Il aura fallu le spectre de la Constituante pour convaincre les communes genevoises de s'accorder et de rééquilibrer leurs ressources. Alors que les inégalités s'accroissent d'année en année entre municipalités riches et pauvres du canton, toutes se sont enfin entendues pour réformer le régime actuel de redistribution des richesses. Présenté hier par le Conseil d'Etat, le nouveau système de péréquation intercommunale devrait entrer en vigueur en 2010.

Ne rien toucher

Le projet a été ficelé d'un bout à l'autre par les 45 communes du canton, en un an de travaux menés sous la houlette de l'Association des communes genevoises (ACG) depuis octobre 2007. L'administration cantonale n'est intervenue que pour apporter l'appui de quelques experts. Si elles sont enfin parvenues à une solution, c'est parce que les communes n'avaient plus le choix: outre les défauts du système actuel, dès 2010, le Fonds d'équipement communal cessera d'être alimenté. Dès lors, «il valait mieux trouver une solution issue des communes que de se voir imposer un nouveau système par le canton», explique Serge Dal Busco, président de l'ACG.

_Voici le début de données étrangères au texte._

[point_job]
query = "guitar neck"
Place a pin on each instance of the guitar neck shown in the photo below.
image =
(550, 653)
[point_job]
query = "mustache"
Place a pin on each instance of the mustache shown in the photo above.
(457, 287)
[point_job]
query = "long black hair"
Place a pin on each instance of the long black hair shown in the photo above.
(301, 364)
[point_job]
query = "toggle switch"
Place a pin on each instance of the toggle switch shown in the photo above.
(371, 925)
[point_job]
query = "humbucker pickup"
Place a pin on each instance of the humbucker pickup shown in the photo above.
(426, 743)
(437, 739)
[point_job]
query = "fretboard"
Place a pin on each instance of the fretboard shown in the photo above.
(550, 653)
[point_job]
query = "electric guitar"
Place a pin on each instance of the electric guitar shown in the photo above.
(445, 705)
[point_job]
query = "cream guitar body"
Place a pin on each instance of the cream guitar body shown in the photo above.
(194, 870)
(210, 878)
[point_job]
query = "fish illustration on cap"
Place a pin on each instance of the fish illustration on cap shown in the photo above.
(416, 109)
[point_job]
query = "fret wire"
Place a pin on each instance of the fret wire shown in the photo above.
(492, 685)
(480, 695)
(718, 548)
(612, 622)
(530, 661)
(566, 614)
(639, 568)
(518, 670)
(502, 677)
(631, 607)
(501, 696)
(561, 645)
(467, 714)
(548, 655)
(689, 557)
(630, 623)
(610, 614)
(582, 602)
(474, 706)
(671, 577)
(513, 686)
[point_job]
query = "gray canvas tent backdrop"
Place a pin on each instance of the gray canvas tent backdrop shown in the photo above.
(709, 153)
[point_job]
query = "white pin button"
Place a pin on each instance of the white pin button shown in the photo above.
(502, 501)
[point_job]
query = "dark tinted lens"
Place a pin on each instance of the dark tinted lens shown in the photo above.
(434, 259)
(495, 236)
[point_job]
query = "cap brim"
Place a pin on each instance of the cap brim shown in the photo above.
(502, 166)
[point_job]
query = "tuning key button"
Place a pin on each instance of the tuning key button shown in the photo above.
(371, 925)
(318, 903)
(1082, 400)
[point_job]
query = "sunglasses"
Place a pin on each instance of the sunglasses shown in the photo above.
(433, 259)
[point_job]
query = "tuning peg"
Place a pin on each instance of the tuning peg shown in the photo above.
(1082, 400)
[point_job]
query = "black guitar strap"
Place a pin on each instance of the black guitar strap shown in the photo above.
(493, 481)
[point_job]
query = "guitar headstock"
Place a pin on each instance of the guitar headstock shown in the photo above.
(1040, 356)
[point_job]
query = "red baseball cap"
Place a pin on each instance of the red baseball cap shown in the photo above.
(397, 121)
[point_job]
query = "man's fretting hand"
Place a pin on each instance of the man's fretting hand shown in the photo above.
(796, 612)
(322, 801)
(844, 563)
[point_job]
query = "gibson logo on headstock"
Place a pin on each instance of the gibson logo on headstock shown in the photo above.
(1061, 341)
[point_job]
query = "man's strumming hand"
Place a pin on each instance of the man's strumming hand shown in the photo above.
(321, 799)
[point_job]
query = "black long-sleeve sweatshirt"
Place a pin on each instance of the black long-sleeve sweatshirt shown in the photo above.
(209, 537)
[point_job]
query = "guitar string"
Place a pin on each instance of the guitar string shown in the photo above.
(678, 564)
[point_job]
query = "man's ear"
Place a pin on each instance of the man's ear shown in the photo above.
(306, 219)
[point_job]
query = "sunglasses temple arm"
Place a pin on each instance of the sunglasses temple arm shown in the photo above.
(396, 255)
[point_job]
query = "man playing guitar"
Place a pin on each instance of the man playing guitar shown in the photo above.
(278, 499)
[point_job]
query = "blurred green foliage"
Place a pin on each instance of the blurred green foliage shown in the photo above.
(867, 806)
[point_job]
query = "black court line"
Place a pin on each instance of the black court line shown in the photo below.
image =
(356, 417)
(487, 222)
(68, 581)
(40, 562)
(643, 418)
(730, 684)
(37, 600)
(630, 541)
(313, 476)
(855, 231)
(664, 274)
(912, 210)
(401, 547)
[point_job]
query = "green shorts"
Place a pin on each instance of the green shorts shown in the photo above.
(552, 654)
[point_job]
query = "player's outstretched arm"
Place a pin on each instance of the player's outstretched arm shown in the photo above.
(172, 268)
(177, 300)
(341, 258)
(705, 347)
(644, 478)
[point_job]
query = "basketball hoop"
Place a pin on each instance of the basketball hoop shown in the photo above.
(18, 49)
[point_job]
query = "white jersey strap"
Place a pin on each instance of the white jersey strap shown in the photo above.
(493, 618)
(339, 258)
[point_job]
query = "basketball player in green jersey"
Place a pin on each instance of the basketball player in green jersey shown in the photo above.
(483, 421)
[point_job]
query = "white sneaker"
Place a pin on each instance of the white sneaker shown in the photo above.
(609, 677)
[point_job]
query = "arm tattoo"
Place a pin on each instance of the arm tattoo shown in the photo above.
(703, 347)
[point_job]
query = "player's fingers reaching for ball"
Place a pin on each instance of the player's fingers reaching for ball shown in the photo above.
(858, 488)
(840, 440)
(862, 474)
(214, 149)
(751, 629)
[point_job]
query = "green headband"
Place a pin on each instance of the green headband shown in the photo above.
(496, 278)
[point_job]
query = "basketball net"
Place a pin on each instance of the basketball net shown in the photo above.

Les communes ont donc livré il y a quelques semaines au Conseil d'Etat un nouveau projet de péréquation. Résultat d'âpres négociations et d'un consensus fragile, le dossier a été transmis au gouvernement avec une recommandation appuyée: aucune virgule ne doit être modifiée sous peine de voir les communes se cabrer et revenir sur leur approbation.

Trop heureux de se voir remettre clés en main un projet qu'il échouait depuis des années à faire aboutir, et qui concrétise son retrait du système de solidarité communale, le canton a donné sa bénédiction enthousiaste au texte. «Avec beaucoup de respect, le Conseil d'Etat n'a pas touché à la solution trouvée par les communes, expliquait hier David Hiler, le ministre vert des Finances. Et nous recommandons au Grand Conseil d'en faire autant.» Pour le magistrat, «le nouveau système permettra aux communes les moins nanties de disposer de ressources supplémentaires significatives, alors que l'impact sur les communes riches sera limité, puisqu'il devrait simplement réduire un peu leur bénéfice annuel».

Que prévoit la nouvelle péréquation? Tout d'abord le maintien de l'actuelle répartition des recettes fiscales entre la commune de domicile et celle de travail. Un système qui favorise les communes comptant sur leur territoire de nombreux emplois, ou un grand nombre d'habitants qui disposent d'une fortune importante et qui ne travaillent pas dans une autre commune.

Pour remédier aux inégalités engendrées par ce régime, la nouvelle péréquation prévoit que chaque commune verse dans un pot commun l'équivalent de 1% de ses recettes fiscales annuelles (un montant qui sera calculé sur la base de l'exercice réalisé deux ans plus tôt). En 2007, le pécule aurait atteint 16 millions de francs et aurait été redistribué aux communes les plus pauvres.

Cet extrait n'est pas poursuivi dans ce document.